Collaboration across the care continuum, including social service agencies, is key to successfully caring for this population. “Given our findings of the high prevalence of behavioral health conditions, I would encourage early referral or collaboration [regarding] behavioral health conditions,” Kaferly says. “I hope our work can support and continue to advance a partnership between healthcare and child welfare, so if a child is entering foster care, there is an early connection with healthcare for physical health and behavioral health.

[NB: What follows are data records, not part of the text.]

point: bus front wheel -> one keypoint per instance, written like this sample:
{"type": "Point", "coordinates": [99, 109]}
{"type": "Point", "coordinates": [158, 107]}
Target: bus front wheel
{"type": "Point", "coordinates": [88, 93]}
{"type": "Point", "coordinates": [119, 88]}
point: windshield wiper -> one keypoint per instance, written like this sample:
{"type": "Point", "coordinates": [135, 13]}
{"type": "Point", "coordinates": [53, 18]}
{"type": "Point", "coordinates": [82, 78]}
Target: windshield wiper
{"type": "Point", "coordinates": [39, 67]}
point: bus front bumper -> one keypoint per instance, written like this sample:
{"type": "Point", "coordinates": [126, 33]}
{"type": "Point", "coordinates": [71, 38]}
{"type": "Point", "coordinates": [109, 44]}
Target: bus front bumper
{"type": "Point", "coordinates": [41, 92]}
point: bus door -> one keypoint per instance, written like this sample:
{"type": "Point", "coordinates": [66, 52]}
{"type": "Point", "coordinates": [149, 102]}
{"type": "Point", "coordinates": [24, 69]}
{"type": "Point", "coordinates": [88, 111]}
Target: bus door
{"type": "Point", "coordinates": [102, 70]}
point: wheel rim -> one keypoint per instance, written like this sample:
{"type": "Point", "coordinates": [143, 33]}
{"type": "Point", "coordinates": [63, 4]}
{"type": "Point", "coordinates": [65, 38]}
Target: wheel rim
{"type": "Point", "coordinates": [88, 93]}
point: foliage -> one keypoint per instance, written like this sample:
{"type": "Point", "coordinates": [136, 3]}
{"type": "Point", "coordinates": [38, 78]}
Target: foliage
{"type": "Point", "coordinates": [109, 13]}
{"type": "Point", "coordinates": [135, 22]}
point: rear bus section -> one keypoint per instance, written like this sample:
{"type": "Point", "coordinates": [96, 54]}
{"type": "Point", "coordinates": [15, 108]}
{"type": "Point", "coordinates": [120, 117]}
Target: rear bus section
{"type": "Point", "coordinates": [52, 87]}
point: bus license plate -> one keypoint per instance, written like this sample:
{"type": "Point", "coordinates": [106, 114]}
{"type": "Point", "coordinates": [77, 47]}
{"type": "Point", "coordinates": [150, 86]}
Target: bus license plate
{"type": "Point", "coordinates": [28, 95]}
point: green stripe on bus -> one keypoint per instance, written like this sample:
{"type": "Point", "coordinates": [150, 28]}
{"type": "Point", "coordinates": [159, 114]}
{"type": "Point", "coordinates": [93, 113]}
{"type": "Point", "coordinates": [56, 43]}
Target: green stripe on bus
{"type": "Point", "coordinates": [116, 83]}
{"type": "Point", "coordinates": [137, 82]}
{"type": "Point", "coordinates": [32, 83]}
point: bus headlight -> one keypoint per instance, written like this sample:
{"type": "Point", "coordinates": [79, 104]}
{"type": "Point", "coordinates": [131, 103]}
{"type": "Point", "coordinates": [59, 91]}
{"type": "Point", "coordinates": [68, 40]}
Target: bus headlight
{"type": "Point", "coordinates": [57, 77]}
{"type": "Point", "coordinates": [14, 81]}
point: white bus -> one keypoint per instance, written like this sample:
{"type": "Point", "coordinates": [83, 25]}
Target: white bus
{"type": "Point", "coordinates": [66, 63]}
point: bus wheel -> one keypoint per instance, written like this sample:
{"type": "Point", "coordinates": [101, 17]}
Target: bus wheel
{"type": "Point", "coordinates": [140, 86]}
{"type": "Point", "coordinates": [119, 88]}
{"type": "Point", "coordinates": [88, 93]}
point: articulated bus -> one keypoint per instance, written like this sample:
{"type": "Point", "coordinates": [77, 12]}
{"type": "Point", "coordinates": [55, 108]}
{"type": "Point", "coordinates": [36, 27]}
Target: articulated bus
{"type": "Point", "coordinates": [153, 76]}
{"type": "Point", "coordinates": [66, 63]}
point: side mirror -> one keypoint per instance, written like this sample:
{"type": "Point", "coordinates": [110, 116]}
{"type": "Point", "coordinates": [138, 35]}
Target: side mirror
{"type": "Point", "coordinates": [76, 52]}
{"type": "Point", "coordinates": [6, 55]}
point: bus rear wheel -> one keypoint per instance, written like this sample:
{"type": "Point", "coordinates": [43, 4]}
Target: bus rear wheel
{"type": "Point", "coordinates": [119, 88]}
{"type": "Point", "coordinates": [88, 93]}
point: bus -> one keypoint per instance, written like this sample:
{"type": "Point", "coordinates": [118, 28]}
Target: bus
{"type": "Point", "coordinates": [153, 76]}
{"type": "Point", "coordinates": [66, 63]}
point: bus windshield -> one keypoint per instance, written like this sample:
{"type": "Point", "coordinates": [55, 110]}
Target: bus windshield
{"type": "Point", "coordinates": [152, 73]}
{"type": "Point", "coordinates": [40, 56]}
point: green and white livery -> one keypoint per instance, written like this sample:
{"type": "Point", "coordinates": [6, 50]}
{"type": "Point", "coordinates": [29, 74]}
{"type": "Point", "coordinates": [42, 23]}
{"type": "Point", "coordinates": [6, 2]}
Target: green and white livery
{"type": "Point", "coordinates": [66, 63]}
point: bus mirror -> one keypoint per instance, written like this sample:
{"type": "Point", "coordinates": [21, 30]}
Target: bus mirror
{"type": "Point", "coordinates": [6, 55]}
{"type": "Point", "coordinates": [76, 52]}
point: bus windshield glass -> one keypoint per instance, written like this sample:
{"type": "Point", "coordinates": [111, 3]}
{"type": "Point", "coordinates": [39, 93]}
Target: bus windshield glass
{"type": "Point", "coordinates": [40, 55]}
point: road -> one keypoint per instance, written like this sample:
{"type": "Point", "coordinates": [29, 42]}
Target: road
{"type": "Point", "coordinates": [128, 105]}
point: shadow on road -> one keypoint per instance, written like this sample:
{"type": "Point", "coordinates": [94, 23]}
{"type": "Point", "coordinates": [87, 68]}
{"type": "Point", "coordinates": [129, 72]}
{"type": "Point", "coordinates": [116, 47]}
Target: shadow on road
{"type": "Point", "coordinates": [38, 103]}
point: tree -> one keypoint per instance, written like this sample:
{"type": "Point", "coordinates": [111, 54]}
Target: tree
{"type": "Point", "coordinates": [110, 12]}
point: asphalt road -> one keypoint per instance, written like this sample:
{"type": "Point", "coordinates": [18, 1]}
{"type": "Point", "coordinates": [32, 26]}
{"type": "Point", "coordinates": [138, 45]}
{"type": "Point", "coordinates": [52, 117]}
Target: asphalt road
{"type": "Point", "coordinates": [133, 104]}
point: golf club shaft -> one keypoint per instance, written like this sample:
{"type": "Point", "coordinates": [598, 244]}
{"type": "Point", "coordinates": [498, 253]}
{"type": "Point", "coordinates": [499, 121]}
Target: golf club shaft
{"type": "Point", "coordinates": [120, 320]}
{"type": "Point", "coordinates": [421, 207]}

There should be coordinated efforts to make sure a child sees a healthcare provider and behavioral health provider.”
Focus on Care Coordination
Care coordination across government agencies and healthcare systems is especially important for children with greater healthcare disparities and issues than their peers. This coordination should include efforts to improve communication. “We can strengthen that so there’s knowledge of when a child enters foster care so that services and interventions can be offered to the child,” Kaferly says. “Also, healthcare recommendations can complement the work child welfare providers are doing to try and minimize health disparities or an exacerbation of health conditions.”
The research highlights the complexity of healthcare for foster children. It also shows how collaboration and care coordination are essential.
“This is a population that has unique medical and social needs, and the way we can help support this group is with coordinated services across the healthcare spectrum,” Kaferly says. “We need to share expertise so we can assist child welfare providers in understanding health conditions and foster children’s vulnerability to health conditions. The two systems inform each other so kids have the best outcomes.”
REFERENCE
- Kaferly J, Orsi-Hunt R, Hosokawa P, et al. Health differs by foster care eligibility: A nine-year retrospective observational study among Medicaid-enrolled children. Acad Pediatr 2023;S1876-2859(23)00471-0.
Foster youth are a vulnerable group that needs more attention and better care coordination when seen in hospitals and community provider settings. This population experiences health disparities when compared with other Medicaid-enrolled children, according to a recent study.